Eli Levy Karin is organizing a meeting for everyone interested in BioMath at Tel-Aviv University. Here is her message:

“Hello all,

Would you like to have a joint Lunch/Brunch get together some time in the next two weeks?
I thought this could be a nice opportunity to get to know each other.

In order to make things simple(r), I think the best way to do it is in campus and each will be responsible for their own food+drink.

If you’re interested, please enter the dates and times possible for you in this doodle survey:
http://doodle.com/tvb273p9qbighnhs

If you know of BioMath club members who are missing from this email, please forward this to them.

Good luck to us all in the upcoming semester!”

Please go to the above link and put in your prefered time and date.
We could also use that opportunity to talk about the future of the BioMath Student Journal Club that has been rather silent lately.

31/7 – How to learn an experiment?

When: Wednesday, 31.7.2013  14:00

Where:  Katzir Club (Green Bldg)

Speaker: Nir Atias (CS, TAU)

Boolean networks are powerful models of cell signaling. However, the sparsity of currently available data, allows many different models to explain this data equally well. Obviously, we need more experiments and more data, but devising such informative experiments may not be trivial. We compared several alternatives and developed an algorithm to learn, de-novo, such experiments. We show that using such formal methods on simulated and real data improve on random selection. We also show that current data sets include redundant experiments and could be improved using our design methods.

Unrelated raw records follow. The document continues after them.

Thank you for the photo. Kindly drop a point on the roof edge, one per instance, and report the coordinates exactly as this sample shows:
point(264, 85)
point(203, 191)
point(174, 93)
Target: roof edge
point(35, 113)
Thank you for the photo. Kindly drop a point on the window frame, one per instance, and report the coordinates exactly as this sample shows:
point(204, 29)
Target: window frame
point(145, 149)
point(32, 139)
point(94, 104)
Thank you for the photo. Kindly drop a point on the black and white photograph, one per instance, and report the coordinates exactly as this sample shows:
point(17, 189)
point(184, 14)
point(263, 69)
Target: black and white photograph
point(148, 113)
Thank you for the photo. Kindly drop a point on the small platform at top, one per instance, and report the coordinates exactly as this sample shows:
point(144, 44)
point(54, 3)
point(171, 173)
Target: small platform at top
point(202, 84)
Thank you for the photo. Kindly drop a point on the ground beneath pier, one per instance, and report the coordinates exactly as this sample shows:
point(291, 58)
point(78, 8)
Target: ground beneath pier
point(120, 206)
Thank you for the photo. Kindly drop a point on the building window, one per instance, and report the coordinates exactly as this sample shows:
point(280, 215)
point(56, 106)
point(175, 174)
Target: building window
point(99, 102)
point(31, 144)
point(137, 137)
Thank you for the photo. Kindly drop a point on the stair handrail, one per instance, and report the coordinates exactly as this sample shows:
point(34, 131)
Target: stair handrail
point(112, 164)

12/6 – Gradual and catastrophic regime shifts

When: Wednesday, 12.6.2013  15:00

Where:  Katzir Club (Green Bldg)

Speaker: Yuval Zelnik (Meron Lab, BGU)

Climatic changes and man-made disturbances can bring about various regime shifts in ecosystems, such as a desertification process or complete collapse of a productive system. These shifts are often seen as catastrophic (irreversible and abrupt), due to an inherent bi-stability in the system that leads to a hysteresis scenario. In spatially extensive systems however, this view is often an over-simplification of reality, as several spatial scales lead to different patterns in the system, and to richer dynamics.
We study 4 such models that exhibit vegetation patchiness due to feedbacks between water and plants, and focus in particular on the results of the simplified Gilad model. We argue that the classic view of bi-stability does not fully capture the possible states of the system, due to multiplicity of pattern wavelength, and the occurrence of localized states in the system. Further, we do not find evidence of the possibility of an invasion of a bare-soil state front, i.e., expansion of the bare-soil into the patterned area, in any of the models studied. These finds lead us to consider the occurrence of desertification as a process of front dynamics or gradual transition. We also look at a system with a bi-stability of gaps pattern and uniform vegetation, and ask how the results of this system relate to the dynamics of so called “Fairy Circles” in Africa.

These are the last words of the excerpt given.